🤖 AI Summary
Existing training-free samplers for masked diffusion language models decide token submission positions sequentially, overlooking the tendency of high-confidence predictions to emerge as contiguous segments, thereby limiting parallelization efficiency. This work proposes CLAD (Confidence-guided Localized Aggregation Decoding), a novel decoding strategy that first identifies continuous high-confidence segments—termed Confidence-Induced Clusters (CICs)—via confidence-guided clustering and then leverages self-attention maps to assess inter-cluster dependencies, enabling conflict-aware, cluster-level parallel submission. CLAD introduces, for the first time, a cluster-wise parallelism mechanism that requires no modification to model training. Evaluated on LLaDA and Dream models, it achieves speedups of 1.77× to 8.47× while largely preserving generation quality comparable to original sequential decoding across most tasks.
📝 Abstract
Masked diffusion language models (MDLMs) enable parallel decoding by predicting all masked positions at each denoising step, yet existing training-free samplers usually decide which positions to commit at token-level granularity.

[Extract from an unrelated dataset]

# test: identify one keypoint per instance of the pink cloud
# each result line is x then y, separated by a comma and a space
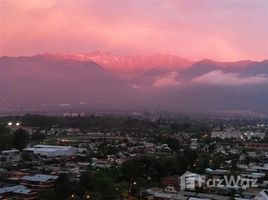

We revisit this granularity and observe that reliable predictions often emerge as contiguous high-confidence spans, suggesting that the unit of parallel commitment can be larger than a single token. We first group adjacent high-confidence candidates into confidence-induced clusters (CICs) as span-level update units. We then use self-attention maps from the same forward pass to estimate inter-cluster dependencies, enabling conflict-aware selection of mutually compatible CICs for parallel commitment. This yields CLAD (Cluster-Level Attention-Guided Decoding), a training-free cluster-level decoder for MDLMs. Experiments on LLaDA and Dream model families across four reasoning and code-generation benchmarks show that CLAD achieves 1.77x--8.47x speedups over Vanilla decoding while maintaining broadly comparable task accuracy in most settings.